| I have about 150 lines of python extracting text from large file, the
| problem I need a few lines to clean first to avoid the problem the
| script is facing

Hello,

This seems like a well laid out task. If you post what you are trying and the 
problems you are encountering, that would be helpful.

One suggestion that I have is that you switch problems 1 and 2. If the ordering 
is broken (e.g.
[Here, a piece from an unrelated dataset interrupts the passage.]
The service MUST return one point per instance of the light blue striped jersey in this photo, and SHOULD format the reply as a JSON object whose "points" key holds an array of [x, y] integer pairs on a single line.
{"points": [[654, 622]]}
HHFR instead of HFRH) then knowing where to put the 
parenthetical comment is going to be a problem.  Also, you said that you wanted 
it put after the "F" reference did you mean that is should look like this:

| AFTER your process
|| H 00100 "a friend in need is a friend indeed so select the best
|| friend 
| as soon as you can blah"
|| F Old London book (xyz blah words)  <=== parenthetical here?
|| R Cool

It's a little hard to tell from what you've said, but it looks like the "|" was 
an unnecessary addition. If your record markers were always a single character 
at the beginning of a line, those are easy enough to find--provided there is 
never an H, F, or R that is a NON-record marker at the beginning of a line as a 
single character.

######
>>> text='''H This is the start.
... F here is a reference. 
... Right here is a non-reference R but it's not a single character starting 
the line
... so it won't be matched; and the single one in the middle isn't at the start.
... R cool'''
>>> import re
>>> text = '\n'+text     #make the first one like all the others: preceded by 
>>> newline character
>>> re.findall(r'\n([HFR])\b', text)
['H', 'F', 'R']
>>> re.split(r'\n([HFR])\b', text)
['', 'H', ' This is the start.', 'F', " here is a reference. \nRight here is a 
non-reference R but it's not a single character starting the line\nso it won't 
be matched; and the single one in the middle isn't at the start.", 'R', ' cool']

######

That last list has all the groups with the identifier preceding the 
corresponding data.

Finally, I'm not sure how you are checking the correctness of the HFR sequence, 
but the findall used above suggests a way to do it:

-do the findall
-join the results together
-replace 'HFR' with '.'
-if the whole string isn't dots then there was a problem and the number of dots 
before the non-dot tell you how many correct records there were.

######
>>> bad='''
... H
... F
... R
... R
... '''
>>> re.findall(r'\n([HFR])\b', bad)
['H', 'F', 'R', 'R']
>>> ''.join(_)            # the _ refers to the last output
'HFRR'
>>> _.replace('HFR', '.')
'.R'
>>> len(_),_.count('.')
(2, 1)

######

Notice that since not all the HFRs were complete, there are not all the 
characters are periods (and so the count of periods is not the same as the 
length of the string). In this case there was one correct record (thus one 
leading dot) before the problem occurred.